Hundreds of volunteers and business sponsors from the community work with the Parks and Recreation Department to make the Santa Clara Art & Wine Festival, now a 33-year tradition, a great community event for the estimated 50,000 who attended.

“It’s a special civic event that the City and the community put on as a way of bringing the community together,” says City Parks and Recreation Director Jim Teixeira. “It’s a day Santa Clara really gets to shine, to be hospitable and have really good fun. It helps reinforce the City image as welcoming. You can see the diversity of folks who come to this great event.”

“It’s fun to see the families and kids here. Other festivals are less focused on the family. The park is a great area to be in, and it’s a beautiful day,” says fiber artist Mary Hammond (www.chemersgallery.com).

“This is the only show I’m doing this year,” says Carol Smidt-Shaw, who handcrafts aprons and totebags using reclaimed fabrics. “I really like the people here.” Visit www.bag4me.org to see how Shaw gives back to the community by making totebags for foster children in Santa Cruz County.

“The wines available are excellent, and I’m a wine aficionado,” says Nancy Smith from Mountain View.

Teixeira says that the order for wine glasses—12,000—and wine was up 20 percent over 2012. Two hundred and seventy-five cases of wine from Wente, J. Lohr, Guglielmo, and Bargetto Wineries and 100 kegs of beer from Gordon Biersch were ordered.
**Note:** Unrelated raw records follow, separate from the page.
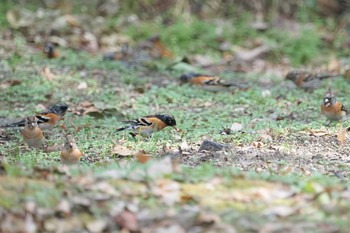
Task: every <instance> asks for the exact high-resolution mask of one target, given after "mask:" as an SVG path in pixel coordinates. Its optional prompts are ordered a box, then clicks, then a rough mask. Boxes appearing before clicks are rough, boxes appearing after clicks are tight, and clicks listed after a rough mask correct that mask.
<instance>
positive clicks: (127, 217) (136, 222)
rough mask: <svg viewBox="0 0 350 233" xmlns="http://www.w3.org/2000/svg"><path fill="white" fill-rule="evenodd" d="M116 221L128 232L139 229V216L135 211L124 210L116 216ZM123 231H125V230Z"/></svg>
mask: <svg viewBox="0 0 350 233" xmlns="http://www.w3.org/2000/svg"><path fill="white" fill-rule="evenodd" d="M114 221H115V222H116V223H117V224H118V225H119V226H120V228H122V229H123V230H124V231H125V230H127V231H128V232H131V231H137V230H138V228H139V226H138V222H137V218H136V216H135V214H134V213H132V212H130V211H128V210H124V211H123V212H122V213H120V214H118V215H117V216H115V217H114ZM124 231H123V232H124Z"/></svg>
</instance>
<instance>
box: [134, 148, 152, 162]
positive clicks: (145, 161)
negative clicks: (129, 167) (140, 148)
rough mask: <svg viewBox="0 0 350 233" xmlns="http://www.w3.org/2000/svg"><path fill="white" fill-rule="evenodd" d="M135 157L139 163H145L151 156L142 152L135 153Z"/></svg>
mask: <svg viewBox="0 0 350 233" xmlns="http://www.w3.org/2000/svg"><path fill="white" fill-rule="evenodd" d="M135 156H136V159H137V161H138V162H139V163H147V162H148V161H149V160H150V159H151V158H152V156H151V155H149V154H147V152H146V151H144V150H140V151H138V152H136V154H135Z"/></svg>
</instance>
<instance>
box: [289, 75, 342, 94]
mask: <svg viewBox="0 0 350 233" xmlns="http://www.w3.org/2000/svg"><path fill="white" fill-rule="evenodd" d="M337 76H339V75H335V74H326V73H323V74H322V73H320V74H315V73H311V72H309V71H304V70H294V71H290V72H288V74H287V75H286V79H287V80H290V81H292V82H293V83H294V84H295V85H296V86H298V87H300V88H303V89H305V90H310V89H315V88H317V87H319V86H320V84H321V80H323V79H327V78H334V77H337Z"/></svg>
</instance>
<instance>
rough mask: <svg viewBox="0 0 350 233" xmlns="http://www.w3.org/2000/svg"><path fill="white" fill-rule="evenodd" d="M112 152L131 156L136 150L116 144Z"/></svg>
mask: <svg viewBox="0 0 350 233" xmlns="http://www.w3.org/2000/svg"><path fill="white" fill-rule="evenodd" d="M112 153H113V154H115V155H119V156H131V155H134V154H135V151H133V150H130V149H129V148H127V147H126V146H123V145H120V144H116V145H115V146H114V148H113V150H112Z"/></svg>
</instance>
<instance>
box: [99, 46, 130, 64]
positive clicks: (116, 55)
mask: <svg viewBox="0 0 350 233" xmlns="http://www.w3.org/2000/svg"><path fill="white" fill-rule="evenodd" d="M130 52H131V51H130V48H129V45H128V44H123V45H122V46H121V48H120V50H119V51H115V52H108V53H104V54H103V60H117V61H120V60H126V59H127V58H129V56H130Z"/></svg>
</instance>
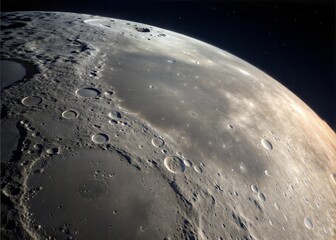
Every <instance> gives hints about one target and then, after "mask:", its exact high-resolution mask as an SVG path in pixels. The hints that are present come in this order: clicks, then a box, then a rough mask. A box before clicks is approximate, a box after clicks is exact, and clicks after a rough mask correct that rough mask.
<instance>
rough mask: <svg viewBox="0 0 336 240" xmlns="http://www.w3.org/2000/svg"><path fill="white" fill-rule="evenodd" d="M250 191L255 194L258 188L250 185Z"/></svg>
mask: <svg viewBox="0 0 336 240" xmlns="http://www.w3.org/2000/svg"><path fill="white" fill-rule="evenodd" d="M251 189H252V191H253V192H255V193H257V192H258V191H259V189H258V187H257V186H256V185H251Z"/></svg>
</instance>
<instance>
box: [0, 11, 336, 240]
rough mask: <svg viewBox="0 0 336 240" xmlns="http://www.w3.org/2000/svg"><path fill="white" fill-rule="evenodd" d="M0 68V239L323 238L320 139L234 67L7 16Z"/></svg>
mask: <svg viewBox="0 0 336 240" xmlns="http://www.w3.org/2000/svg"><path fill="white" fill-rule="evenodd" d="M1 65H2V67H1V81H2V84H1V87H2V90H1V107H2V109H1V235H2V237H3V239H120V240H121V239H144V240H149V239H153V240H159V239H162V240H176V239H189V240H192V239H200V240H203V239H209V240H224V239H250V240H252V239H279V240H280V239H291V240H294V239H312V240H316V239H335V237H336V136H335V133H334V132H333V130H331V128H330V127H329V126H328V125H327V124H326V123H325V122H324V121H323V120H321V119H320V118H319V117H318V116H317V115H316V114H315V113H314V112H313V111H312V110H311V109H310V108H309V107H308V106H307V105H306V104H305V103H303V102H302V101H301V100H300V99H299V98H298V97H296V96H295V95H294V94H293V93H291V92H290V91H289V90H288V89H286V88H285V87H284V86H283V85H281V84H280V83H279V82H277V81H276V80H274V79H272V78H271V77H270V76H268V75H267V74H265V73H263V72H262V71H260V70H259V69H257V68H255V67H254V66H252V65H251V64H249V63H247V62H245V61H243V60H242V59H240V58H238V57H236V56H234V55H232V54H230V53H228V52H226V51H224V50H221V49H219V48H216V47H214V46H211V45H209V44H207V43H204V42H201V41H198V40H196V39H193V38H190V37H187V36H184V35H181V34H178V33H175V32H172V31H169V30H165V29H161V28H159V27H154V26H149V25H146V24H142V23H136V22H131V21H127V20H120V19H112V18H105V17H100V16H92V15H84V14H75V13H61V12H8V13H1ZM4 66H5V67H4ZM10 69H12V70H10ZM13 69H14V70H13Z"/></svg>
The Senior Center Health and Wellness Program, Schools Foundation, Police Activities League, Friends of Parks and Recreation, and Santa Clara and Wilcox High Schools Grad Night Committees will receive a share of the net festival proceeds from the sale of wine and beer, which totaled $42,000 in 2012. In addition, almost three-dozen community groups sold refreshments to raise funds for their non-profit organizations.